Car si pour l’instant EDF dépense et affine ses plans, contractuellement, l’affaire n’est toujours pas formalisée entre l’État et l’énergéticien… D’ici la fin de l’année, trois milliards d’euros auront déjà été dépensés en travaux préparatoires, depuis les milliers d’heures de conseil et d’ingénierie indispensables à la poursuite du design de l’EPR 2, jusqu’au lancement de la fabrication de certains gros équipements des futures centrales, en passant par les premiers aménagements sur les sites où elles seront érigées - comme à Penly en Normandie. « Aucun patron raisonnable ne s’engagerait sur de tels montants auprès de son conseil d’administration sans avoir l’assurance que la commande qu’on lui passe soit certaine », pointe un proche du dossier.

De quoi expliquer la petite musique qui se joue ces temps-ci chez l’électricien pour rappeler aux pouvoirs publics l’absolue nécessité que son actionnaire majoritaire prenne ses responsabilités. En l’absence d’engagement ferme de l’État d’ici la fin de l’année, EDF n’exclut pas de revoir à la baisse les investissements prévus en 2025 pour le programme. Selon nos informations, l’énergéticien réfléchirait, le cas échéant, à réduire de moitié les dépenses du projet EPR 2 pour n’y consacrer qu’un milliard d’euros au lieu des 2 milliards d’euros attendus. « La réflexion autour de ce plan B est aussi un moyen de faire comprendre à l’État que le groupe ne peut avancer sans visibilité comme c’est le cas actuellement », estime une source interne. L’activation de ce plan B mettrait toute la filière en difficultés et donc l’État en porte à faux.

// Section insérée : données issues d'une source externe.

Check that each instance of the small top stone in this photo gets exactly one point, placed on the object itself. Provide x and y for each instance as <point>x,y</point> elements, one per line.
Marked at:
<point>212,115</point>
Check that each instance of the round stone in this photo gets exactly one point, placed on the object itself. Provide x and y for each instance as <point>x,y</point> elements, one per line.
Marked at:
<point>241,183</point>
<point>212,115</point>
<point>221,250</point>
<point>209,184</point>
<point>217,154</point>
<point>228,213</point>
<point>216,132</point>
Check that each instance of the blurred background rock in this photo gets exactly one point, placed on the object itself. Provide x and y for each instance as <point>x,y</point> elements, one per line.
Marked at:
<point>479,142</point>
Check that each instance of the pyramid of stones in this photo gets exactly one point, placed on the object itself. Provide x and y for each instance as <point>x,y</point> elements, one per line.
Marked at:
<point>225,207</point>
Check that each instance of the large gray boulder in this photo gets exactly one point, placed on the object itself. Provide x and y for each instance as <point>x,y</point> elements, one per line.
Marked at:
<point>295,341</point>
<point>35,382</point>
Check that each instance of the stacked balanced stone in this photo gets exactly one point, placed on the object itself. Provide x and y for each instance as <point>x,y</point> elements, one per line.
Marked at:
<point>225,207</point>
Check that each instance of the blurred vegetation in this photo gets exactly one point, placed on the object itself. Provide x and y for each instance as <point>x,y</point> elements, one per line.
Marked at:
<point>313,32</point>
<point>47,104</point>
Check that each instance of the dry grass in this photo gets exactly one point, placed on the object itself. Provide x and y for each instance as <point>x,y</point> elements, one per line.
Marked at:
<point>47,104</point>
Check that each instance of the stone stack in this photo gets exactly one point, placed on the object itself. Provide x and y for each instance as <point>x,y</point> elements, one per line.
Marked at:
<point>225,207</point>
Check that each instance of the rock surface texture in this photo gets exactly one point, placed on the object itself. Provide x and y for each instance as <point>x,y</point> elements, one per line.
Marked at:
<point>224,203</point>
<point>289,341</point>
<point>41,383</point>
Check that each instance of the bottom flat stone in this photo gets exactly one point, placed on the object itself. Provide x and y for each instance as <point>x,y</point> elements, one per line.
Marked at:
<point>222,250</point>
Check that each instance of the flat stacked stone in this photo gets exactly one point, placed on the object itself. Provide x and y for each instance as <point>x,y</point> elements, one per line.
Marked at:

D’autant que les pouvoirs publics ne sont jamais à court d’idées pour mettre à contribution le groupe de Luc Rémont, dont la feuille de route est déjà bien chargée. En plus des six futures centrales, il doit poursuivre le programme de rénovation de son parc existant (le « grand carénage ») et accélérer ses développements dans les renouvelables. La piste d’une nouvelle taxe, évoquée par l’ex-ministre de l’économie Bruno Le Maire en septembre, fait ainsi couiner la direction : l’État réfléchit à imposer aux producteurs d’énergie une contribution sur les rentes inframarginales (crim) sur les installations dépassant 260 mégawatts. La mesure toucherait évidemment de plein fouet EDF.

Planètes alignées ?

Bonne nouvelle cependant pour l’énergéticien, après trois mois de flottements politiques estivaux, « les planètes de la haute fonction publique et des cabinets semblent à peu près alignées pour que les termes du contrat sur les EPR 2 soient enfin finalisés », espère un spécialiste du secteur. Vincent Le Biez, une des chevilles ouvrières de la Délégation Interministérielle au Nouveau Nucléaire (DINN) a été choisi comme chef du pôle environnement énergie de Michel Barnier à Matignon. À l’Élysée, le conseiller énergie Christophe Leininger suit le dossier depuis 2022. Du côté de la Direction générale de l’énergie et du climat (DGEC), c’est aussi un spécialiste des questions nucléaires qui officie depuis un an comme directeur de l’énergie : Laurent Kueny est passé par l’Autorité de sûreté nucléaire (ASN) et l’Agence internationale de l’énergie atomique (AIEA). Autre homme clé de l’étape : le commissaire aux participations de l’État, Alexis Zajdenweber, qui est au board d’EDF depuis septembre 2022. Et si c’est une nouvelle venue, Olga Givernet, qui a hérité du portefeuille de l’énergie dans le gouvernement Barnier, la désignation d’Agnès Pannier-Runacher comme ministre de la transition écologique a été vue avec soulagement par la filière. Ministre de la transition énergétique entre 2022 et 2024, l’intéressée n’avait pas ménagé sa peine pour plaider la cause du nucléaire lors de la précédente législature.

Une fois passée cette étape, le cadencement du programme nouveau nucléaire - évalué à plus de 67 milliards d’euros - resterait cependant serré. Pour tenir l’objectif d’une « décision finale d’investissement » (final investment decision - FID) vers mi-2026, le dossier devra ensuite être avalisé par la Commission européenne. Soit un délai minimal d’environ 15 à 18 mois.